Je me suis lancé dans ce projet à l'époque de mon inscription ici, jeune et fou. Fasciné comme beaucoup par les lames japonaises, j'ai commandé chez Dick (c'est plus au catalogue) un truc qui paraissait bien sur le papier: une ébauche de lame de tanto en sandwich suminagashi/white paper steel.
J'ai reçu un beau rectangle d'acier noirci par la forge. J'ai pas de photo je vous laisse imaginer. En fait d'ébauche, le côté tranchant et pointe avait été légèrement biseauté… Une rapide inspection montra que la lame (appelons là ainsi) était voilée, légèrement courbée vers la droite. Et, c'est lié, trempée. Ouais d'ailleurs c'est pour ça que je l'avais achetée: déjà trempée. Or le white paper steel trempé dépasse allègrement les 60HRc. Mais vraiment un rectangle, pas d'émouture, une épaisseur au tranchant de plus de 5mm...
J'imagine que dans un atelier traditionnel pourvu de meules à eau géantes ce serait un jeu d'enfant de sortir une émouture là dessus, ou pour un pro du backstand capable de pas faire trop chauffer l'acier. Mais bon, j'avais pas prévu ça. Par acquis de conscience j'ai essayé une lime a métaux dessus, qui s'est littéralement fais scalper toutes ses petites dents. Ensuite j'ai vaillamment sorti une petite lime diamantée, mais j'en aurais eu pour une vie... L'acier trempé c,est dur, mais celui là… Y'avait une partie moins dure côté soie. J'ai donc réussi à découper grossièrement la forme d'une soie en flinguant quelques lames de scie a métaux. Même non trempé c'est très dur ce truc. Encouragé par ce succès j'ai fait péter la ponceuse à bandes. Littéralement. J'ai voulu tenter le coup, j'avais du mal, je maitrisais pas la technique, j'avais peur pour mes doigts et pour la lame, et j'essayais de ne surchauffer aucun des deux, mais c'est la ponceuse qui à rendu l'âme.

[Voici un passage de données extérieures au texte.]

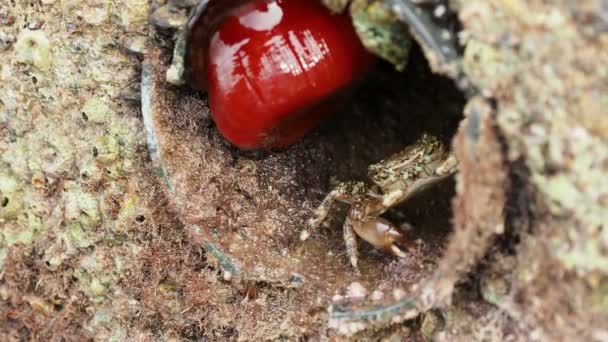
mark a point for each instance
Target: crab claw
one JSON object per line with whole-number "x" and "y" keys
{"x": 383, "y": 235}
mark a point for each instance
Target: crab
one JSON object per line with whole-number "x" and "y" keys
{"x": 396, "y": 179}
{"x": 385, "y": 28}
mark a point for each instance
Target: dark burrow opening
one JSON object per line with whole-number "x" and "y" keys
{"x": 250, "y": 218}
{"x": 389, "y": 111}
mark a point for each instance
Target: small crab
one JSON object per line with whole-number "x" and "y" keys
{"x": 396, "y": 179}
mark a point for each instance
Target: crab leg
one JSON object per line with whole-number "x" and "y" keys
{"x": 347, "y": 192}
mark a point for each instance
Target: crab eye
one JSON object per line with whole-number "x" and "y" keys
{"x": 274, "y": 69}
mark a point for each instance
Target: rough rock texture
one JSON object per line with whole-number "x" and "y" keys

Là j'ai jeté l'éponge et la lame dans un coin de l'atelier. une autre ponceuse à fini par arriver, j'ai fait quelques petites lames dessus, j'ai essayé de m'y remettre, mais le coeur n'y était plus. J'ai réussi à dégauchir la lame et à ébaucher l'émouture, mais encore une fois la dureté de l'acier au niveau du tranchant m'a fait baisser les bras. Et puis ensuite j'ai eu d'autres choses à faire, et abandonné l'atelier pendant deux ans. Voilà 6 ans de passés.
J'avoue avoir pensé à la meuleuse d'angle quelques fois.

Avant hier je m'y suis remis, après avoir regardé comme de nombreuses fois le résultat peu probant de mon travail passé et jaugé le très gros (et dur) millimètre de tranchant restant à poncer, j'ai senti que son heure était venue. J'ai rechaussé les lunettes de protection et les bouchons d'oreille, fixé la ponceuse, installé un bac d'eau pour refroidir la lame, et attaqué à la bande de 80. Choix facile, j'ai que ça.

j'y ai passé plusieurs heures sur deux jours, usé quatre bandes, mais ça commençait à se préciser. Entre temps j'ai pris le coup de main, le geste plus sûr, moins de marques dans l'acier, j'ai sorti des biseaux au dos de la lame, rectifié la soie pour faciliter le montage ultérieur, et finalement ce soir j'ai un tranchant prêt à être affuté.




La pointe reste à faire, j'ai laissé un poil d'épaisseur, parce que c'est trop délicat pour la ponceuse.
J'ai attaqué le manche dans un bloc d'ébène qui lui aussi attendait son heure depuis le début. Percé et ajusté grâce à la petite scie.

A suivre, polissage aux pierres japonaises, puis montage. Peut-être?